Pub Date: March 29th, 2022
ISBN: 978-1-59376-707-5
Publisher: Soft Skull Press

A former child beauty queen–turned–depressive teen grapples with her identity after learning she can’t trust her own memory.

The cover would suggest this debut novel is an espionage thriller: At 30, Jessica Clink “discovers she’s been a sleeper agent in a deep state government program.” And while this book is an exercise in finding answers, it isn’t a fast-paced, hemisphere-crossing quest story. Instead, Jessica's introspective narrative is meant to craft a cohesive story for herself from a lifetime of shredded memories—it's therapy and reinvention and confession all at the same time. Set against a 1990s backdrop—Bill Clinton, tanning beds, JonBenét Ramsey—Jessica’s first-person search for her forgotten years is a curious monologue combining teenage humor with the sterility of a psychological evaluation. Jessica begins with the easy part—stating what truths can be established: “To tell this story, the narrator became a child beauty queen.” It’s also disclosed that Jessica’s mother, Grethe, is Norwegian and a former beauty queen herself. Jessica’s post-punk–loving babysitter, Christine, is Grethe's distant relation and one of the few people allowed in the house by Jessica’s father, Dr. Clink, who is “the founder and chair of the Boredom Studies department at the Midwestern University [Jessica] dropped out of.” As Jessica provides a basic outline of her life, revealing the “subtle panic [that] undergirded the atmosphere” of her home, she drops hints at the betrayals and violence to come.
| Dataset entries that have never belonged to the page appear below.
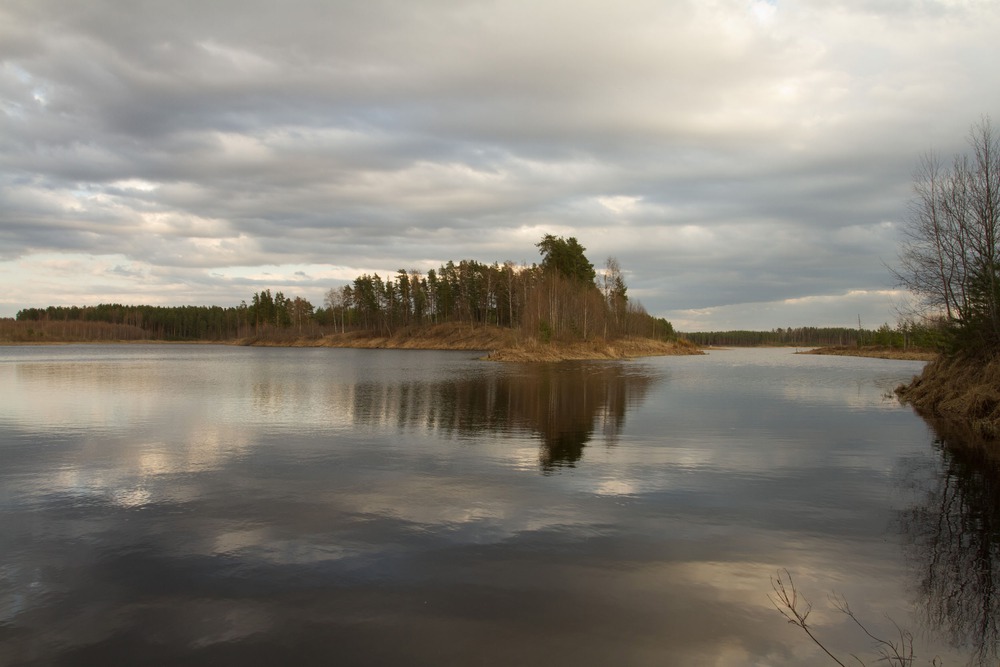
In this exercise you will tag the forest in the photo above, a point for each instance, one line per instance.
(562, 298)
(908, 333)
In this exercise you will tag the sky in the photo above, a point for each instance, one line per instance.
(749, 163)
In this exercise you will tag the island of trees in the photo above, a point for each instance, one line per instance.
(951, 261)
(563, 300)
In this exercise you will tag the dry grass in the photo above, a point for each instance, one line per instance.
(964, 390)
(876, 352)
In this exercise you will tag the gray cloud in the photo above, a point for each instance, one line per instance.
(728, 152)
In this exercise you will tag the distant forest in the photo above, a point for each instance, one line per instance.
(562, 298)
(906, 334)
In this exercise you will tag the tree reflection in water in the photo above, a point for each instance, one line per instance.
(955, 535)
(562, 403)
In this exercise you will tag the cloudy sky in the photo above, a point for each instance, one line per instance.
(748, 162)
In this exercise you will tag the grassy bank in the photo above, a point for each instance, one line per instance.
(499, 343)
(876, 352)
(963, 391)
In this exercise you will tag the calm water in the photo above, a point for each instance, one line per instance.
(205, 505)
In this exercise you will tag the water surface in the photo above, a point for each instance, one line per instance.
(219, 505)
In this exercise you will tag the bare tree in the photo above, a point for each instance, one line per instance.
(950, 257)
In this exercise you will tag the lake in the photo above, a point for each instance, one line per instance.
(215, 505)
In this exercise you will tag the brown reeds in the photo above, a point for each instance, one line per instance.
(961, 389)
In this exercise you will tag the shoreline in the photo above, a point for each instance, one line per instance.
(496, 343)
(874, 352)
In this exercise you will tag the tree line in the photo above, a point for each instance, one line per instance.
(908, 333)
(950, 257)
(561, 298)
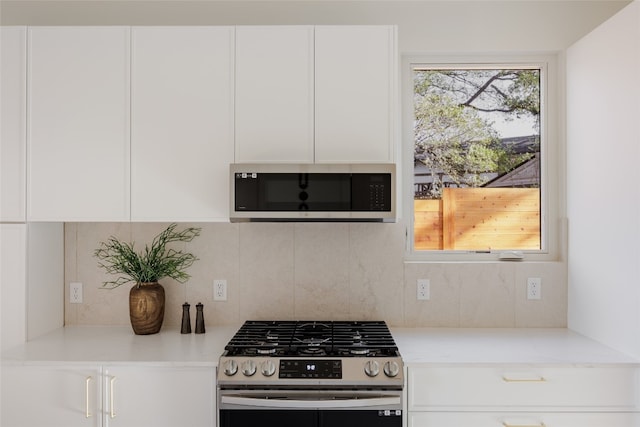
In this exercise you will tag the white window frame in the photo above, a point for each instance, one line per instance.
(552, 181)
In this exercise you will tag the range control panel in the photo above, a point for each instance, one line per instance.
(316, 369)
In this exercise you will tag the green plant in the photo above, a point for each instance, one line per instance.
(150, 265)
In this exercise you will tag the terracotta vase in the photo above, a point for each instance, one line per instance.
(146, 308)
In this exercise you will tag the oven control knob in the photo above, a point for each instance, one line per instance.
(371, 368)
(268, 368)
(230, 368)
(391, 369)
(248, 368)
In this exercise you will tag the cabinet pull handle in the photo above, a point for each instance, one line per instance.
(86, 394)
(539, 379)
(112, 411)
(506, 424)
Eventually, she begins to deliver revelations—like having been "trained by operatives of a shadow government” and having “several different ‘personas’ that [she] could ‘transition’ into”—with zero dramatic effect. These are mere details amid the larger violence inflicted upon her—the loss of self. Patient readers will enjoy some thrills in reaching the end of Jessica’s narrative spiral, which aggressively picks up pace in the end. But these moments feel almost out of place; they are benign vehicles pushing Jessica toward a sense of resolution. Ultimately, this story is a product of memory that is “hers. And hers alone.”

A deeply introspective novel with a notable metaphor for reinvention after trauma in the form of a weaponized pageant girl.